Hi, this is Dan Woike, Lakers beat writer for the Los Angeles Times, here with your Lakers newsletter.
Happy Thursday everyone, one day closer to the weekend, one workday closer to convincing you that Thursday night is “weekend adjacent,” enough for you to open up that bottle of wine. While we celebrate one veteran on his way back to Los Angeles (welcome home, BT), let’s spend a moment in this week’s newsletter to talk about one on the way out.
Adeu, La Tanqueta
The email came Wednesday morning, a quick transactional note about a player who averaged 5 points in less than 20 minutes a game a season ago. It shouldn’t have mattered, should have been a quick press on the delete key before moving on.

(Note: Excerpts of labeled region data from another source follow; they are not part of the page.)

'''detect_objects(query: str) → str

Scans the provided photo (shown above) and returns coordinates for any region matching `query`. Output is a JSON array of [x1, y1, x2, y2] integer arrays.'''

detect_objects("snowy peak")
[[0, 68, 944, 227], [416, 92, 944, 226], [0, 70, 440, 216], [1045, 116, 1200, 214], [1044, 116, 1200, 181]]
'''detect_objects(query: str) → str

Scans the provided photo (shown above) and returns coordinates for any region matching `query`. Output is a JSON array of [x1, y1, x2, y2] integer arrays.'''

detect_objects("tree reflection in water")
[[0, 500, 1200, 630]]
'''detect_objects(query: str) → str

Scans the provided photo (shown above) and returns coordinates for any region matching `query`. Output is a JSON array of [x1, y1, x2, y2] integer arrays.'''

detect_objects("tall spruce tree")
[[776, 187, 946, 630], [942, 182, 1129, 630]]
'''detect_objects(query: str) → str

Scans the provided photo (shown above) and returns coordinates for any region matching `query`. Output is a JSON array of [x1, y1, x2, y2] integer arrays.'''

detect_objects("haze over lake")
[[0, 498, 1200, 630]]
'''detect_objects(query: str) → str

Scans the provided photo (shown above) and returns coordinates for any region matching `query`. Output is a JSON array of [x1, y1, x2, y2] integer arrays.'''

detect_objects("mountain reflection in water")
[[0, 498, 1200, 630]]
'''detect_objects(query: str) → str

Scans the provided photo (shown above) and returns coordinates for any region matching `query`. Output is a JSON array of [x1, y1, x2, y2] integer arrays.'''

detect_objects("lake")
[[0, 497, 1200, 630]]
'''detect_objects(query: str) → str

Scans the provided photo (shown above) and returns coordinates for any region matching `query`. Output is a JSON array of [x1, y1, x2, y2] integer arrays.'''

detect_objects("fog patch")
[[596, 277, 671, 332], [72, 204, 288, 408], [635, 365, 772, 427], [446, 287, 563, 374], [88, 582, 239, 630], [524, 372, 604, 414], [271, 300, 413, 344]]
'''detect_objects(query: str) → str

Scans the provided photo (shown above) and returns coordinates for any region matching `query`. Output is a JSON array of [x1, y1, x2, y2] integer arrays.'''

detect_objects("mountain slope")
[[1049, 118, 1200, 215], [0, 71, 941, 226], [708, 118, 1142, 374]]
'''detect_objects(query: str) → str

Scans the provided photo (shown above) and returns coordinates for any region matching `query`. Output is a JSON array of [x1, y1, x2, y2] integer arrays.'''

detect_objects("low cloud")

Gasol’s most recent season, perhaps his final in the NBA, was somewhere between a wasted opportunity and a colossal disaster, with injuries, COVID-19 and a healthy bit of roster panic pushing the Lakers off of their plans and into another direction.
The situation, by the end of the season, was toxic enough that multiple people with the Lakers felt like Gasol was undoubtedly on his way out following end-of-season meetings. It’s why there were those who didn’t believe it when Gasol said he planned on being back with the Lakers during a rough Olympics run with the Spanish national team. Now, it’s likely Gasol will join a team in Spain to continue his career.
With the Lakers, he had been given a role — a facilitator and defensive communicator who could space the court as a top-of-the-key passer and shooter — to augment LeBron James and Anthony Davis. Those needs changed, injuries forcing the Lakers to try to find more production.
They landed on Andre Drummond, demoting Gasol from the starting spot to the Lakers’ third-string center — a clog in their rotation the team never fully figured out how to navigate.
That Gasol (or the Lakers) never figured it out shouldn’t be that surprising. He turned 36 during the season, struggled during the NBA’s restart the year before and had already seen his limited athleticism significantly diminish.
Assigning blame for this one is tough.
On one hand, a good version of Gasol would’ve been ideal. He’s a basketball genius, one of the few players in the NBA who can credibly sit down at the table with the game’s smartest and offer valuable insight and perspective. On the other, time is undefeated, and it caught him pretty quickly, his scoring and rebounding numbers essentially cut in half in just a handful of seasons.
He might not have helped the Lakers this season, though there are good arguments that he might have. Any capable shooter has a place in lineups with James, Davis and Russell Westbrook. Gasol, in a low volume, showed he could still be that. His defensive IQ would have helped mitigate the defensive losses the team suffered this offseason when they lost players like Kentavious Caldwell-Pope, Alex Caruso and, even, Kyle Kuzma.
But the Lakers’ bet is that they’ll get that and more, especially at the rim, from Dwight Howard and DeAndre Jordan, two centers certainly more explosive than Gasol. Still, I just can’t shake the feeling that we never got to see Gasol at his best with the Lakers, his perfectly placed bounce passes coming far too infrequently, making his greatness mostly a memory.
Enjoying this newsletter? Consider subscribing to the Los Angeles Times
Your support helps us deliver the news that matters most. Become a subscriber.
The Lakers announced Frank Vogel’s new coaching staff, with Jason Kidd in Dallas (and developmental assistant Greg St. Jean headed with him) and Lionel Hollins gone.
They added David Fizdale, who should fill much of Kidd’s role in the team’s ecosystem, and John Lucas III to work in development. Mike Penberthy also got promoted.
Interestingly, the team also added Roger Sancho as their new head athletic trainer after five seasons with the Warriors.
Song of the week
David Bowie: “Changes” — Live Glastonbury 1971
We can’t change time, but it’s fun to go back — and Apple TV’s 1971 documentary series is a treasure chest packed with awesome live performances. Take this one from David Bowie, at the time still kind of unknown.
As the sun rose over the festival crowd, Bowie took the stage and debuted music that would change the course of rock history. Love how it sounds, all stripped down.
Sometimes, it’s fun to listen to the big names before they’ve gotten to (or past) their prime.